Minister of Economy and Finance of Uruguay
- Incumbent
- Assumed office 1 March 2025
- President: Yamandú Orsi
- Preceded by: Azucena Arbeleche

Personal details
- Born: Gabriel Oddone París 5 September 1963 (age 62) Montevideo, Uruguay
- Party: Broad Front
- Alma mater: University of the Republic
- Occupation: Economist

= Gabriel Oddone =

Uruguayan economist

Gabriel Oddone París (born 5 September 1963) is a Uruguayan economist who serves as Minister of Economy and Finance of Uruguay since 2025 under president Yamandú Orsi.

==Biography==
He is a son of the academic Blanca París de Oddone.

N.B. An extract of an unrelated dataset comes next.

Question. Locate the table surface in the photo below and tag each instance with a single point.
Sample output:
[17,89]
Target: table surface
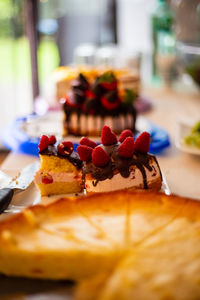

Oddone studied economics at the University of the Republic and later at the University of Barcelona. He has worked as a notable advisor in economics and finance, both in Uruguay and abroad.

Ideologically aligned with the Broad Front, he has worked as an advisor for that party. In 2024 he was announced as a future minister of economy and finance by president elect Yamandú Orsi. He will have to face a country which is stable and serious, but hard to change.

== Selected works ==
- 2024, El despegue: cómo crecer y distribuir en Uruguay, en la mirada de Gabriel Oddone (with Nicolás Batalla). Montevideo: Debate.
- 2017, Historia institucional del Banco Central del Uruguay (with Julio de Brun, Ariel Banda, and Juan Andrés Moraes). Ediciones de la Banda Oriental.
- 2010, El declive. Una mirada de la economía de Uruguay del siglo XX. Montevideo: Linardi y Risso.